Getting to the heart of the matter

In 2008, the US Food and Drug Administration (FDA) and the European Medicines Agency (EMA) issued draft guidance to the pharmaceutical industry to address the need for more thorough evaluation of cardiovascular safety in diabetes drug development. They did so as several trials suggested intensive reduction of glucose may not necessarily lessen cardiovascular events and may even cause harm. This was worrying because diabetes is associated with increased risk of cardiovascular events. The FDA and EMA recommended that new trials for anti-diabetes drugs be designed to demonstrate, at minimum, no increased risk of cardiovascular disease in individuals with type 2 diabetes (T2D).

HbA_1c levels, the gold standard for assessing glycaemic control, remained the recommended primary outcome for new trials. However, sponsors were recommended to involve an independent cardiovascular endpoints committee in new trials, as well as designing phase II and phase III studies in such a way that cardiovascular endpoints could be readily compared in meta-analyses.

Clinical trials of dipeptidyl peptidase 4 inhibitors were among the first to measure cardiovascular outcomes. These studies were largely successful in demonstrating non-inferiority for risk of cardiovascular events compared with placebo, but there was no evidence of benefit.
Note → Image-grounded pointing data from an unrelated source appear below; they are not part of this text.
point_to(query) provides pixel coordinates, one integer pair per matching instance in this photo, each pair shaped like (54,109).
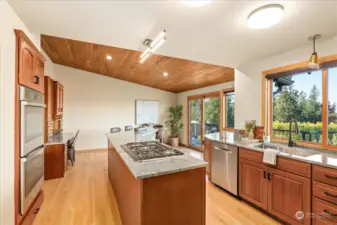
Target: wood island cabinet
(281,193)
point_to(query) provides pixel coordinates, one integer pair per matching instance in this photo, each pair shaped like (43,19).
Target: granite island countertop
(156,167)
(60,138)
(315,156)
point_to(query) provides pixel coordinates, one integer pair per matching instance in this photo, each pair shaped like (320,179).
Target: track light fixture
(152,45)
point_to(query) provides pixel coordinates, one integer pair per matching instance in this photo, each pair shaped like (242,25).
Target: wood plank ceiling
(183,75)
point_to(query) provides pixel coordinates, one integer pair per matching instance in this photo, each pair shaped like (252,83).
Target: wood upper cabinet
(26,64)
(30,64)
(58,105)
(38,76)
(208,157)
(49,102)
(253,183)
(289,194)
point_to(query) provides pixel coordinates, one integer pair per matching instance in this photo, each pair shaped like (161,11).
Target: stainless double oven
(32,145)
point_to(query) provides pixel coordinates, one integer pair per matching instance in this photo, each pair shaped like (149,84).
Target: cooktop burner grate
(141,151)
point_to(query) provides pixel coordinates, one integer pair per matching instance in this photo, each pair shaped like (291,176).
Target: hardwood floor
(84,197)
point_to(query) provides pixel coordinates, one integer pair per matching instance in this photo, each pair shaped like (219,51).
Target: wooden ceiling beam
(183,75)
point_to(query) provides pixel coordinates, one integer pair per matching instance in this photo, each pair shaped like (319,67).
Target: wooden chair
(71,148)
(115,130)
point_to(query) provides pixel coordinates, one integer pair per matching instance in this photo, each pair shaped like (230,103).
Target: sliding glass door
(211,115)
(204,118)
(195,113)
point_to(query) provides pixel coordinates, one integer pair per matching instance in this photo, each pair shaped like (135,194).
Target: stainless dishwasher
(225,167)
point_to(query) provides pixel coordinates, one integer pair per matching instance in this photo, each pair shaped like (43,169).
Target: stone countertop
(60,138)
(155,167)
(315,156)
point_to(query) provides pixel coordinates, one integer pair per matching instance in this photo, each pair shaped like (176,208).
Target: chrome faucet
(291,143)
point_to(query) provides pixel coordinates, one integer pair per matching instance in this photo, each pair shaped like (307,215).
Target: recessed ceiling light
(265,16)
(196,3)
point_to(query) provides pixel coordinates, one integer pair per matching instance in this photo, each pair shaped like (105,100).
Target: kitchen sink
(271,146)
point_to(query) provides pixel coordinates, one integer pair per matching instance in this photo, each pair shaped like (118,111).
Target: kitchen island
(164,191)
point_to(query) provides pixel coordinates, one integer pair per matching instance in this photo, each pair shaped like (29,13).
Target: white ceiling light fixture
(265,16)
(196,3)
(313,61)
(152,45)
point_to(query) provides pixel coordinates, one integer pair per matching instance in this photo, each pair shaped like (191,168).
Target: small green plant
(250,125)
(174,122)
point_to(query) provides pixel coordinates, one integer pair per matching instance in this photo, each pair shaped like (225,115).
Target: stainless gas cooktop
(148,150)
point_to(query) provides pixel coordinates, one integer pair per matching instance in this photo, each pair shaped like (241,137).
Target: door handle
(36,79)
(330,177)
(331,195)
(329,213)
(222,149)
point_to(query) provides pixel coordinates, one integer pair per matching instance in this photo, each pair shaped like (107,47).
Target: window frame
(224,111)
(267,100)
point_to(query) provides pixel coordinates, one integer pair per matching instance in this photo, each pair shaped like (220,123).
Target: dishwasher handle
(222,149)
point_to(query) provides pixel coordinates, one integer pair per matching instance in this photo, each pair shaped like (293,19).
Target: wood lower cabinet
(29,218)
(280,193)
(208,157)
(253,183)
(288,194)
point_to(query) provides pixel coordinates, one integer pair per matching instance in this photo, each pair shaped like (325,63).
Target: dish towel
(269,156)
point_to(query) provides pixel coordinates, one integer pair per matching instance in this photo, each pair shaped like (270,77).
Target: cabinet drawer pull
(327,193)
(222,149)
(36,211)
(36,79)
(330,177)
(329,213)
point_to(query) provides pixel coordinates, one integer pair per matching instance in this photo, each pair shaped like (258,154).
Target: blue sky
(304,82)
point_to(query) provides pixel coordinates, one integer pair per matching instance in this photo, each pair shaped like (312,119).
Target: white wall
(94,103)
(248,79)
(8,21)
(182,100)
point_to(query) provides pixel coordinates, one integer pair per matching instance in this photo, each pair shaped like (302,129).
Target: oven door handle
(33,104)
(36,151)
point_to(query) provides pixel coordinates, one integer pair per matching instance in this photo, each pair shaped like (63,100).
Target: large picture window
(332,101)
(310,98)
(298,97)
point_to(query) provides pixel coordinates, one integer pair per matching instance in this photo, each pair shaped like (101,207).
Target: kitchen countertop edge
(135,167)
(250,146)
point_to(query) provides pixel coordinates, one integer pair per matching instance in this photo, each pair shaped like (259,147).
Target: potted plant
(249,129)
(175,124)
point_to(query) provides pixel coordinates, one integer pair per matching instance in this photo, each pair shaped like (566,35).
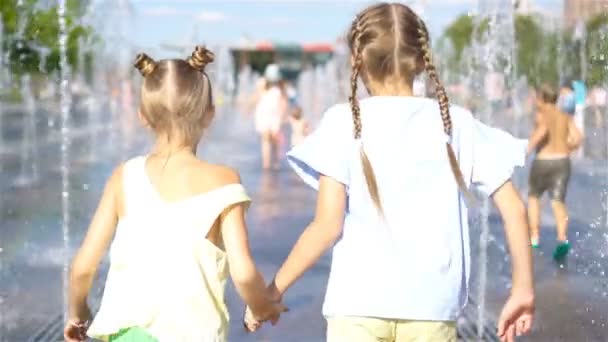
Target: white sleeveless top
(415,263)
(165,276)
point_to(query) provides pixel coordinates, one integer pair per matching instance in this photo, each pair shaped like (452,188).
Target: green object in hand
(561,250)
(133,334)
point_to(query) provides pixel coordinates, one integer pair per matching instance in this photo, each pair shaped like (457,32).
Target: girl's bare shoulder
(209,175)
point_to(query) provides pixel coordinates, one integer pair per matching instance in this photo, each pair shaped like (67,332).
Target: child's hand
(253,321)
(76,328)
(249,322)
(516,316)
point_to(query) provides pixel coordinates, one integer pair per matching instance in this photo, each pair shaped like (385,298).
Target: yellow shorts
(363,329)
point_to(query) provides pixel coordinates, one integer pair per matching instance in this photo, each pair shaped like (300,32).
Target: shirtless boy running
(553,139)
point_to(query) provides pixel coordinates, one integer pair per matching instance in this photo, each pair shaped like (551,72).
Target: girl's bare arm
(513,213)
(94,246)
(247,279)
(318,237)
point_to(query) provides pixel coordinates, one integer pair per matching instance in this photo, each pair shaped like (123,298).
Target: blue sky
(155,22)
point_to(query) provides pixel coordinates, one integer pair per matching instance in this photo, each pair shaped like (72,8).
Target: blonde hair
(390,40)
(176,95)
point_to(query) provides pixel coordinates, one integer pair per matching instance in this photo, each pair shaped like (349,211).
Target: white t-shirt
(414,264)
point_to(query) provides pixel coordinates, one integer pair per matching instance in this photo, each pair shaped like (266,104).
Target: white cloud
(281,20)
(162,11)
(211,16)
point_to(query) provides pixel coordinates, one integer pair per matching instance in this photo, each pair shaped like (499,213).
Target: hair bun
(145,64)
(200,58)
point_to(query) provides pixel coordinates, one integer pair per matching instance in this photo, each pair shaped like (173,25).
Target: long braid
(368,171)
(444,105)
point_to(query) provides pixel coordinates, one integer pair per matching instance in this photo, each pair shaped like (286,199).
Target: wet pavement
(572,298)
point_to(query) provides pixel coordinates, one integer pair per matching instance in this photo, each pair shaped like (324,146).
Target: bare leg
(534,219)
(561,218)
(274,149)
(266,150)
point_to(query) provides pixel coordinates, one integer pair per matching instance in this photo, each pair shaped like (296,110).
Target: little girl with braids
(173,223)
(392,173)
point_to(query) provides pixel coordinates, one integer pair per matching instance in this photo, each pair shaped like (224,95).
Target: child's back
(415,259)
(174,224)
(165,274)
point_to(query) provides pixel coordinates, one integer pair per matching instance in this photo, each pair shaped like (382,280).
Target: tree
(536,51)
(597,50)
(31,35)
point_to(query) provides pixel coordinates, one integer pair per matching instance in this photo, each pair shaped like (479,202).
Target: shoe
(534,242)
(561,250)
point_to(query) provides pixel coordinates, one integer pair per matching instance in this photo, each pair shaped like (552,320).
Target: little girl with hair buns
(173,224)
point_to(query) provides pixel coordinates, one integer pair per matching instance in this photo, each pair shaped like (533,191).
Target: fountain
(319,87)
(29,140)
(492,73)
(65,104)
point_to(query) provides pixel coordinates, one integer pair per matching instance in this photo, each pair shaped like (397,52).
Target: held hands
(76,328)
(253,319)
(516,316)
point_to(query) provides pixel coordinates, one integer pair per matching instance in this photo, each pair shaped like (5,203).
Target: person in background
(566,101)
(270,112)
(299,126)
(554,138)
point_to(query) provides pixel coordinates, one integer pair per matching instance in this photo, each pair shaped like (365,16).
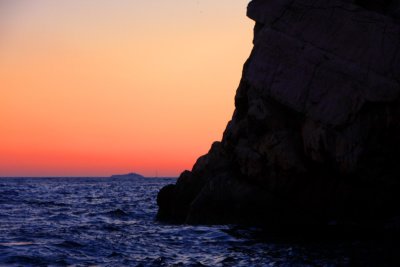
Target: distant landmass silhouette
(131,175)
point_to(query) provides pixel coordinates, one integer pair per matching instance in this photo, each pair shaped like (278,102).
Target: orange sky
(97,87)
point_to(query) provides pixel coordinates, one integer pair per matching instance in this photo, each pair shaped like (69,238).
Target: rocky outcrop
(315,137)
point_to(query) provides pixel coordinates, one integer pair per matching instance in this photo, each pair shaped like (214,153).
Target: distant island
(131,175)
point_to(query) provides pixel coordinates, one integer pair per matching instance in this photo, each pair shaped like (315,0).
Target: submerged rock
(315,136)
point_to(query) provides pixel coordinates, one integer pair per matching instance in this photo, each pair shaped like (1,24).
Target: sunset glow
(98,87)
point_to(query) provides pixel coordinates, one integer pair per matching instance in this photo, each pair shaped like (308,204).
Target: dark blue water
(104,222)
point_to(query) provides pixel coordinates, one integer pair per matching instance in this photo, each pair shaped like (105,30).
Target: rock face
(315,137)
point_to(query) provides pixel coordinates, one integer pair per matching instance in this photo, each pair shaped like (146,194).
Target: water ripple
(103,222)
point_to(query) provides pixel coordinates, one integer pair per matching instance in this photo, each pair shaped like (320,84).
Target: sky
(100,87)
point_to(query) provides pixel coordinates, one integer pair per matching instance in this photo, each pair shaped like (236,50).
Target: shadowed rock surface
(315,136)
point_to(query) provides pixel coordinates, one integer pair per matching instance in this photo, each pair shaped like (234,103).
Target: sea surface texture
(110,222)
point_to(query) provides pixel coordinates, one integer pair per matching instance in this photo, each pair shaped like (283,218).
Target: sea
(111,222)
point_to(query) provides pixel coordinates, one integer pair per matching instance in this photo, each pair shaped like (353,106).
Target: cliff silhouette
(315,136)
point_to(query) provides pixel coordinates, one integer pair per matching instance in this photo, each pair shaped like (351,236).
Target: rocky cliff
(315,136)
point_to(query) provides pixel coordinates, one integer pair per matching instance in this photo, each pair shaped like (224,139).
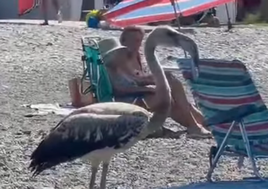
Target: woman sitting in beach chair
(128,78)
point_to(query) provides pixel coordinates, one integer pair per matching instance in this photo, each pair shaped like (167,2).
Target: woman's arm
(144,80)
(132,90)
(122,90)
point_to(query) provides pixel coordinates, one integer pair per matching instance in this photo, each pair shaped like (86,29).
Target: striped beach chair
(233,109)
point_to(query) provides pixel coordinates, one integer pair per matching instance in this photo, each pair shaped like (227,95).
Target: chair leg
(249,152)
(220,151)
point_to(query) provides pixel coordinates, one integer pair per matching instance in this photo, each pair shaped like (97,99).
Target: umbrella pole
(176,14)
(229,24)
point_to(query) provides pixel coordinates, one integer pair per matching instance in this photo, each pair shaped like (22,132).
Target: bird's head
(167,36)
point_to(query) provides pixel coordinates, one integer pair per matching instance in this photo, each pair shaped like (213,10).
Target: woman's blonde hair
(128,30)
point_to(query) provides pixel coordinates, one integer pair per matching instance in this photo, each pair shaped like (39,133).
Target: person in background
(44,7)
(130,73)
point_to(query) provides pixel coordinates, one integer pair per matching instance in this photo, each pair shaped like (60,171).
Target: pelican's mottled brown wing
(80,134)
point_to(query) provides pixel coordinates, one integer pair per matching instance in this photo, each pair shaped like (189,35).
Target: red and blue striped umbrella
(127,6)
(164,11)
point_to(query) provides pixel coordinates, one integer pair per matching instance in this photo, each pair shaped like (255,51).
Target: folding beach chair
(95,72)
(233,109)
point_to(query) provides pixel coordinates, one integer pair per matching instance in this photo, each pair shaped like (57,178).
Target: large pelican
(97,132)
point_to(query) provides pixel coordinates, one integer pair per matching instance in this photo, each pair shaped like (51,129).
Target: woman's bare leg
(182,111)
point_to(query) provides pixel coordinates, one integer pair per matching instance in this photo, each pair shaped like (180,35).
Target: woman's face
(133,40)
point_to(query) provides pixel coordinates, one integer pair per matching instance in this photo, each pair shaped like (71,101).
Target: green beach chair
(233,110)
(95,72)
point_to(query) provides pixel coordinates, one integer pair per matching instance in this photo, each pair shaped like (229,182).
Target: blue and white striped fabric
(224,85)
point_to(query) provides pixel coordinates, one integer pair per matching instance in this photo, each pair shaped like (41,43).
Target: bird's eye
(171,34)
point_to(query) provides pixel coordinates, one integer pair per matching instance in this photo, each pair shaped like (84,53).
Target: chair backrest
(224,85)
(95,71)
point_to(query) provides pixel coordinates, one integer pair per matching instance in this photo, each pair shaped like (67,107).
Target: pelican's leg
(105,167)
(94,170)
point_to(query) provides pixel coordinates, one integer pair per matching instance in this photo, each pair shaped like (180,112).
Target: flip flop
(199,135)
(44,24)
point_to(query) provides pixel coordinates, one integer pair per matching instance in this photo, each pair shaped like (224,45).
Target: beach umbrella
(127,6)
(25,6)
(164,10)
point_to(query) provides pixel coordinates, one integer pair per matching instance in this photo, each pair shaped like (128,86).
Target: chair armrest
(235,114)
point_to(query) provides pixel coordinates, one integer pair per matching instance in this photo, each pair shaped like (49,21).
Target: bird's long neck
(162,87)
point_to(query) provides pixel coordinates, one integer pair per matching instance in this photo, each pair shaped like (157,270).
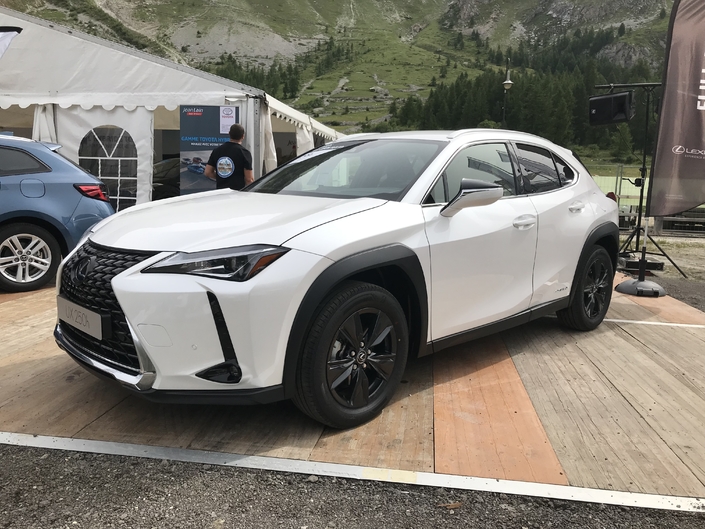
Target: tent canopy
(51,64)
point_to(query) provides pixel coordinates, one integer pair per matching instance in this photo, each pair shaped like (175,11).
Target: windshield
(383,169)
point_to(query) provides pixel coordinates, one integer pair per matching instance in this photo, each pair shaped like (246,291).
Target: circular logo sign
(225,167)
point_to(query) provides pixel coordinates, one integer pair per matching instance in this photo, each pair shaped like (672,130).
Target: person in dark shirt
(230,164)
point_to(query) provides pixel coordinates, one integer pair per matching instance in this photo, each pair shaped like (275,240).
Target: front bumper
(141,384)
(176,337)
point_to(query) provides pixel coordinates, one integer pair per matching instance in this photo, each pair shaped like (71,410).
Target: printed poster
(202,131)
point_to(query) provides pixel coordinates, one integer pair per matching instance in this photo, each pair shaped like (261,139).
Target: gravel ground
(689,255)
(50,488)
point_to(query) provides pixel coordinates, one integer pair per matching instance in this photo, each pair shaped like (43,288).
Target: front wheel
(29,257)
(354,356)
(592,292)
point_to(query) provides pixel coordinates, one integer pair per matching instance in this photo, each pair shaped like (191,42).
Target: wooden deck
(622,407)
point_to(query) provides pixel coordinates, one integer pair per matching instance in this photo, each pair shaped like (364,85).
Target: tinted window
(437,194)
(488,162)
(14,162)
(378,169)
(537,169)
(565,172)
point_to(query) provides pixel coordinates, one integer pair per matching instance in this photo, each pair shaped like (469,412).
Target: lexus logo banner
(678,169)
(7,33)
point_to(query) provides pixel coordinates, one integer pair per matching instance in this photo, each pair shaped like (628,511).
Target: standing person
(230,165)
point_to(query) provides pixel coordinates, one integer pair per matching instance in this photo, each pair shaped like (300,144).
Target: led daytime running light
(232,264)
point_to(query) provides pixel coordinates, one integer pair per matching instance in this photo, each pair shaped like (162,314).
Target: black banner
(678,168)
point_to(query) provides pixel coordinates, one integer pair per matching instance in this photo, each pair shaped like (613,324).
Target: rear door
(482,258)
(564,219)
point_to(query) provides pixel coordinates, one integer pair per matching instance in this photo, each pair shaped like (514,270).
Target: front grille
(95,293)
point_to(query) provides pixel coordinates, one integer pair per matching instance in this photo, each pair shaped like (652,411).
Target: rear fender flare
(607,230)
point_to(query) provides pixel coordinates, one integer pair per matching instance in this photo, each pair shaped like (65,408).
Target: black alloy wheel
(362,357)
(29,257)
(354,356)
(597,289)
(591,292)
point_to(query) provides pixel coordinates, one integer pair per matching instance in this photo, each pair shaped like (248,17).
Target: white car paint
(480,266)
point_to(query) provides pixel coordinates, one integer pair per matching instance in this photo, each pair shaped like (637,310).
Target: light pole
(507,84)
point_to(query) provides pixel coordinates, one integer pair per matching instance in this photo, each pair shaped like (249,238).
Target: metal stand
(641,287)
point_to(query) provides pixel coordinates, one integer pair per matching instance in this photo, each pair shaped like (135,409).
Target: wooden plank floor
(620,408)
(624,405)
(486,425)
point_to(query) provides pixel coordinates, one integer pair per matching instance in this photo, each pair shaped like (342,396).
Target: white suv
(319,280)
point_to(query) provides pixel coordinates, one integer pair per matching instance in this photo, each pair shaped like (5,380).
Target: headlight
(232,264)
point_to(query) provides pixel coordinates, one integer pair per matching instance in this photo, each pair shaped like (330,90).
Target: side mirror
(473,193)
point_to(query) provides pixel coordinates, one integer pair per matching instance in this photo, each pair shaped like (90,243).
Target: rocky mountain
(263,29)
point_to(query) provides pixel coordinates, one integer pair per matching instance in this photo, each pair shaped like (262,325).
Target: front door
(482,259)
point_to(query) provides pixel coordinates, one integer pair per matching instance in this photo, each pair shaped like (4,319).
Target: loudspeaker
(611,108)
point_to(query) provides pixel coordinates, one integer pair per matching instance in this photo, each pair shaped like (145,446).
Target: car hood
(222,219)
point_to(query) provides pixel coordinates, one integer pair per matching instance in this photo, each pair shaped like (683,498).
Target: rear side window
(538,172)
(488,162)
(16,162)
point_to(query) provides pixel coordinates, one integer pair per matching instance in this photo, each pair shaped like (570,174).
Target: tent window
(110,153)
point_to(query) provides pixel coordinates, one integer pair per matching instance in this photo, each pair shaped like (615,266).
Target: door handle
(576,206)
(525,222)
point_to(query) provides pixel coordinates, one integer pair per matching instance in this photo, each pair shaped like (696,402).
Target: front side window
(487,162)
(16,162)
(383,169)
(538,172)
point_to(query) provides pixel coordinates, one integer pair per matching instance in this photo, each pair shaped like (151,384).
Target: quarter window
(16,162)
(487,162)
(538,172)
(565,172)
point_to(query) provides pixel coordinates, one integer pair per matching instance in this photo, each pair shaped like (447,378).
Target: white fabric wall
(73,123)
(44,127)
(304,140)
(269,151)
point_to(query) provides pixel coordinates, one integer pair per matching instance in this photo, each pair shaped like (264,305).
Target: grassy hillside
(400,46)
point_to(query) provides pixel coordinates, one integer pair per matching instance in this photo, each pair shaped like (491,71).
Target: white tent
(60,85)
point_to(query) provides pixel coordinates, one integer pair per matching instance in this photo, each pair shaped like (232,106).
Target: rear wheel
(592,292)
(354,356)
(29,257)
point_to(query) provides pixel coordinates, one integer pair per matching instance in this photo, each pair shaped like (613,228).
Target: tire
(342,380)
(592,292)
(29,257)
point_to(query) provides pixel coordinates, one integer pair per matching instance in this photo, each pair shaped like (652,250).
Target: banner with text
(678,167)
(202,129)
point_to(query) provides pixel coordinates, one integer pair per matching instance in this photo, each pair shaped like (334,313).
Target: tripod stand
(641,287)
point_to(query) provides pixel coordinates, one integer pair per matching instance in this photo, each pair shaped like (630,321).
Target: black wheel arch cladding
(369,262)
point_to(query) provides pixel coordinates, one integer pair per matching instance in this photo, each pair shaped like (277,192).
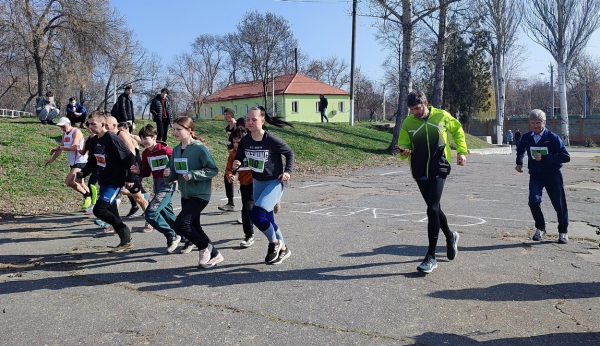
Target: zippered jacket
(428,141)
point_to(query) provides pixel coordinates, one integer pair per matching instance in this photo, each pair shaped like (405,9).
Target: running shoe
(218,258)
(273,252)
(134,209)
(452,246)
(147,228)
(123,247)
(283,254)
(428,265)
(563,238)
(205,255)
(187,248)
(94,193)
(539,233)
(87,202)
(247,242)
(226,207)
(172,243)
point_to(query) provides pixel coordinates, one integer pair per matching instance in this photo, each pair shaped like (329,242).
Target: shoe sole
(427,271)
(280,259)
(455,247)
(206,266)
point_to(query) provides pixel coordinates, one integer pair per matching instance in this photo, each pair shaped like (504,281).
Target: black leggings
(187,223)
(247,205)
(109,213)
(228,190)
(431,190)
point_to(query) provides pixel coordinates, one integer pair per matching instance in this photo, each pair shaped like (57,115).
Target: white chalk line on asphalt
(383,213)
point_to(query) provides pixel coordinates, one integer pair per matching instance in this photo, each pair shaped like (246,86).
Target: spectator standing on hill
(546,154)
(160,108)
(76,112)
(323,107)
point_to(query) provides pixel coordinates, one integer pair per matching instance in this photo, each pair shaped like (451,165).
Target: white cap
(63,121)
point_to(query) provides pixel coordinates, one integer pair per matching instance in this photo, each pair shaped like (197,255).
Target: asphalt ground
(356,241)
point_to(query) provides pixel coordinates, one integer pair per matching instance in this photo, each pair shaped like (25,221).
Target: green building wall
(301,108)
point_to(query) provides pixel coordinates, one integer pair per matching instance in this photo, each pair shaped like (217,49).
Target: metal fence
(10,113)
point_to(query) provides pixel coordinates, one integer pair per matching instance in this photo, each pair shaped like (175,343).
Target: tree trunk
(564,114)
(440,58)
(405,69)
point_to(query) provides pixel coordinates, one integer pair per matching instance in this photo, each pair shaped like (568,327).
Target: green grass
(28,188)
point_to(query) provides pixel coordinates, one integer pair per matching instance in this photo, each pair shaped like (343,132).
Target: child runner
(264,152)
(108,152)
(245,179)
(193,167)
(71,142)
(159,212)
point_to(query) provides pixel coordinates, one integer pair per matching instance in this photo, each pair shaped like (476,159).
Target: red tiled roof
(297,84)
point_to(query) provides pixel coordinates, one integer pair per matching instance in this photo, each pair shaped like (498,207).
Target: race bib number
(539,150)
(101,160)
(181,166)
(158,162)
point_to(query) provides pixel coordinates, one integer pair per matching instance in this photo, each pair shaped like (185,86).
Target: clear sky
(322,27)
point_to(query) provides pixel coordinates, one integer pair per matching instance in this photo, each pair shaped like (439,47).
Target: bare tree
(501,19)
(563,28)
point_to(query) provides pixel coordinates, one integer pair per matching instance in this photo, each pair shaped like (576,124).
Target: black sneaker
(283,254)
(452,246)
(273,252)
(132,211)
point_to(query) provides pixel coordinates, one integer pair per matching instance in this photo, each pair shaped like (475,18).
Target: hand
(284,177)
(402,151)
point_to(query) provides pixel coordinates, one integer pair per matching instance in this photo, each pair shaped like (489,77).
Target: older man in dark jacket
(161,113)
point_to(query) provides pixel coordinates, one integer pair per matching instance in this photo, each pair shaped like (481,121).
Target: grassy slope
(27,187)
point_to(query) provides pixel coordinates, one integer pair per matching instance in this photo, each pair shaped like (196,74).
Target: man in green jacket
(424,141)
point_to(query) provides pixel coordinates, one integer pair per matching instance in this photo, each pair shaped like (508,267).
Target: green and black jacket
(428,141)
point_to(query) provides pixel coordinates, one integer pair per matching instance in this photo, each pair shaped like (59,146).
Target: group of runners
(256,157)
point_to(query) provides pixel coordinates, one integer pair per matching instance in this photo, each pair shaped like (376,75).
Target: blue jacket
(552,148)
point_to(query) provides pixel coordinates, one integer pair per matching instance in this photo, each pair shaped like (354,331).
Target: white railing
(10,113)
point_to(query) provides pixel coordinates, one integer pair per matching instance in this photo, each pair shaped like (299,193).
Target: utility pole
(352,62)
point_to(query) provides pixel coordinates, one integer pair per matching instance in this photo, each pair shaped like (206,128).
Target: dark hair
(188,123)
(238,132)
(415,97)
(148,131)
(275,121)
(125,124)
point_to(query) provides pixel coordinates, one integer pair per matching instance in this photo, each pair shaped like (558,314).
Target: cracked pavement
(351,280)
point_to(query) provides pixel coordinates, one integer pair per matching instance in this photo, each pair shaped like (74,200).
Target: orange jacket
(244,177)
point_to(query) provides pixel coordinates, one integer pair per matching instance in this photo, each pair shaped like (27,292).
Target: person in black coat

In 2015, the EMPA-REG study, assessing the effects of empagliflozin (a sodium–glucose co-transporter 2 inhibitor (SGLT2i) in people with T2D, over 60 years of age and with known cardiovascular disease, took the world by storm. The study demonstrated not only no increased risk of cardiovascular disease but that empagliflozin treatment resulted in a significant beneficial reduction in a composite cardiovascular outcome (fatal and non-fatal myocardial infarction and stroke), plus substantial reductions in heart failure and chronic kidney disease, over a median time of 3.1 years.

In 2019, Zelniker et al. reported findings from a meta-analysis of three major trials of SGLT2is that included 34,322 patients, 60% of whom had established atherosclerotic disease. They found that treatment with SGLT2is across the trials reduced incidence of major adverse cardiovascular events (MACE) by 11%, suggesting a moderate class-effect cardiovascular benefit for SGLT2is. However, this benefit was only seen in patients with existing atherosclerotic disease. The analysis also showed substantial reductions in cardiovascular death and hospitalizations for heart failure, regardless of whether patients had a history of atherosclerotic disease or heart failure. Other secondary outcomes, including chronic kidney disease (CKD), were also found to be positively affected by treatment with SGLT2is. Subsequent trials of SGLT2is in patients with heart failure and CKD, with and without T2D, also showed clinical benefit.

Another meta-analysis from 2019 reported cardiovascular outcomes of seven trials testing glucagon-like peptide 1 receptor agonists, with data from 56,004 participants. Kristensen et al. reported a 12% overall reduction in MACE, as well as reductions in all-cause mortality, hospitalizations due to heart failure and a composite kidney disease outcome.

The question of whether the beneficial effects on cardiovascular and renal disease observed are attributable to improved glycaemic control or whether they are mediated by independent mechanisms are subject to debate and ongoing research. However, the mixed results for cardiovascular outcomes in individual trials, as well as heart failure and kidney benefits extending to patients without diabetes, suggest that these effects cannot be due to improved glycaemic control alone.

The unexpected yet overwhelming clinical benefits conferred by new-generation glucose-lowering therapies have brought about a veritable revolution in T2D management, providing patients and physicians with more options to reduce the burden of chronic complications associated with the disease.